Direct medical costs were estimated for patients with each of 13 of the 14 RDs identified in Aim 1 using HCS data from 2 of the collaborating institutions NCATS and Eversana. For one disease, CMT, which lacked a specific ICD code, patients were not able to be reliably identified in Aim 1, and this disease was dropped from further analysis. Direct medical costs were estimated using the U.S. dollar amount paid to the HCS that was extracted from the database’s billing records. As per Aim 1, a patient was considered diagnosed with the disease when there were at least two instances of any one of the corresponding diagnoses codes in the patient's medical claims, occurring at least 3 months apart. The first occurrence of the diagnosis satisfying these criteria was defined as the date of diagnosis of the disease for the patient. For the NCATS database, patients were first identified using the RD ICD codes (Aim 1) then direct costs were calculated by disease using billing codes that represent what was paid by the State of Florida’s Medicare/Medicaid program for the time period 2007–2012. For Eversana, direct costs were extracted from the payment information in the IBM® Marketscan® Research Database in years 2006–2020, which includes gross payment made to a provider. For a given RD, the total cost was calculated in each of the years for the set of patients with costs in the database during that given year, independent of the stage of diagnosis (both pre-diagnosis and post-diagnosis).

Total cost of care

For NCATS, the total cost of care was calculated by summing the total costs of all visits for each patient in the defined population during the specified time period. For Eversana, the total cost of care for each disease was computed as the sum of cost of care of all patients over all the years.

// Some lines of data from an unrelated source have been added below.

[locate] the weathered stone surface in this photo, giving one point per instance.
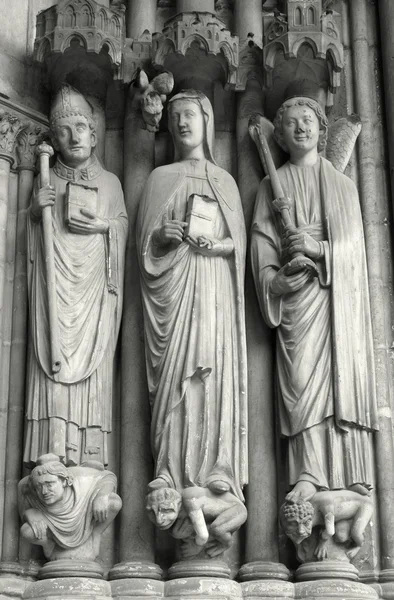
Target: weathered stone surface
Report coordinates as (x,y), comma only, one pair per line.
(204,588)
(269,589)
(191,218)
(137,588)
(334,590)
(64,588)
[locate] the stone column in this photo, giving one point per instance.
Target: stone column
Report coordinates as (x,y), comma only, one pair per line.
(248,20)
(262,568)
(27,142)
(376,215)
(136,546)
(192,6)
(10,126)
(386,14)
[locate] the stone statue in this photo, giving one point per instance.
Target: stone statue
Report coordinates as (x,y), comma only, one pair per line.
(69,413)
(339,514)
(191,246)
(324,351)
(66,509)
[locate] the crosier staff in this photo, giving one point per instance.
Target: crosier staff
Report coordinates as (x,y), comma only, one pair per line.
(281,203)
(45,151)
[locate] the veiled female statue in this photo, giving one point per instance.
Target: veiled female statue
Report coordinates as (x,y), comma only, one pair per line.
(191,245)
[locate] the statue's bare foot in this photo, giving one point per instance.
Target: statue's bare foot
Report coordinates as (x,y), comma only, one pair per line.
(156,484)
(303,490)
(218,486)
(360,489)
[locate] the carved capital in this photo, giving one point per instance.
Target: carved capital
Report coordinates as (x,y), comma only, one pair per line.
(10,127)
(26,146)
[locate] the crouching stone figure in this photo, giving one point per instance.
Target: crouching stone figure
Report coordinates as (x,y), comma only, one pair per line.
(66,509)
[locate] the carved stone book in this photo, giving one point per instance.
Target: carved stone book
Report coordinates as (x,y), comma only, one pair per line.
(79,196)
(200,216)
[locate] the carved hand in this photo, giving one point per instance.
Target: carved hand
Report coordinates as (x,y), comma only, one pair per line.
(37,523)
(211,247)
(101,508)
(93,224)
(44,197)
(171,231)
(298,241)
(286,284)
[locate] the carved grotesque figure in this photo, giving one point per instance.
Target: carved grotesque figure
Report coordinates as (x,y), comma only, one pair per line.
(191,244)
(65,510)
(69,413)
(339,514)
(203,520)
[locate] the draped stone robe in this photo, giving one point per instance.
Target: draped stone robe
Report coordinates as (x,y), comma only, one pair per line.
(195,334)
(324,352)
(72,417)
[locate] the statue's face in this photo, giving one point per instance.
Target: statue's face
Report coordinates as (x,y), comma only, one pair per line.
(300,129)
(187,124)
(75,139)
(163,514)
(297,530)
(49,488)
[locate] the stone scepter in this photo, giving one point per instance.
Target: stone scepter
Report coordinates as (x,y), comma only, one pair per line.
(45,151)
(281,203)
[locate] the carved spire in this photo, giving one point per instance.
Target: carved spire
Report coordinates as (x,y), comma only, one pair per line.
(26,146)
(10,127)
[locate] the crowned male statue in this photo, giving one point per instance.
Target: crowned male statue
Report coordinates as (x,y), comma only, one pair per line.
(70,414)
(324,350)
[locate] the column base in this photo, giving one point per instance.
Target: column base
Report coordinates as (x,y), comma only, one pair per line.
(68,588)
(385,587)
(268,589)
(199,568)
(28,571)
(334,589)
(12,587)
(137,589)
(326,569)
(260,569)
(202,588)
(136,569)
(65,567)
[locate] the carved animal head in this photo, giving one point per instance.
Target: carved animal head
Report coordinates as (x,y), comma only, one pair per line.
(163,506)
(296,519)
(49,479)
(152,96)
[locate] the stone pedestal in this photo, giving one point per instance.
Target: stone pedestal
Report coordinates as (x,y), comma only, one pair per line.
(267,589)
(215,569)
(264,579)
(137,589)
(202,588)
(12,587)
(326,569)
(71,568)
(334,589)
(68,588)
(385,587)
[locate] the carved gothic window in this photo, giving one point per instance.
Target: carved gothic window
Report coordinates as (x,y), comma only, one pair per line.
(298,16)
(69,17)
(311,16)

Average cost per patient (PP)

For NCATS, the average cost per patient (PP) in the 5-year time period was derived by calculating the total cost of all visits for each patient in the defined population and the average was then calculated. For Eversana, the total PP cost was calculated in each year for each disease separately by dividing the total cost of care for all patients in that disease cohort in that year by the number of patients in that disease cohort in that year.

Per patient per year (PPPY) cost

For NCATS, the PPPY cost was calculated by dividing the average cost over the 5-year time period for each RD population. For Eversana, the PPPY cost for each disease was calculated by averaging the PP over the 15-year time period.

Weight average (wtavg) costs PP for the 13 representative RDs were then calculated using the formula shown in Additional file 2: Figure S1.

Control population: average cost of age-matched patients without the rare disease

For NCATS, a control population was created by querying the system for patients that had a general wellness visit within the specified time period. This resulted in patients being pulled with the CPT codes listed as “initial history and examination related to the healthy individual” in adult, adolescent, childhood, and infant age groups (CPT 90750, 90751, 90752, 90754). For Eversana, the average costs for all age-matched patients without the RD within the same HCS database and time period were used as a control using the same methodology.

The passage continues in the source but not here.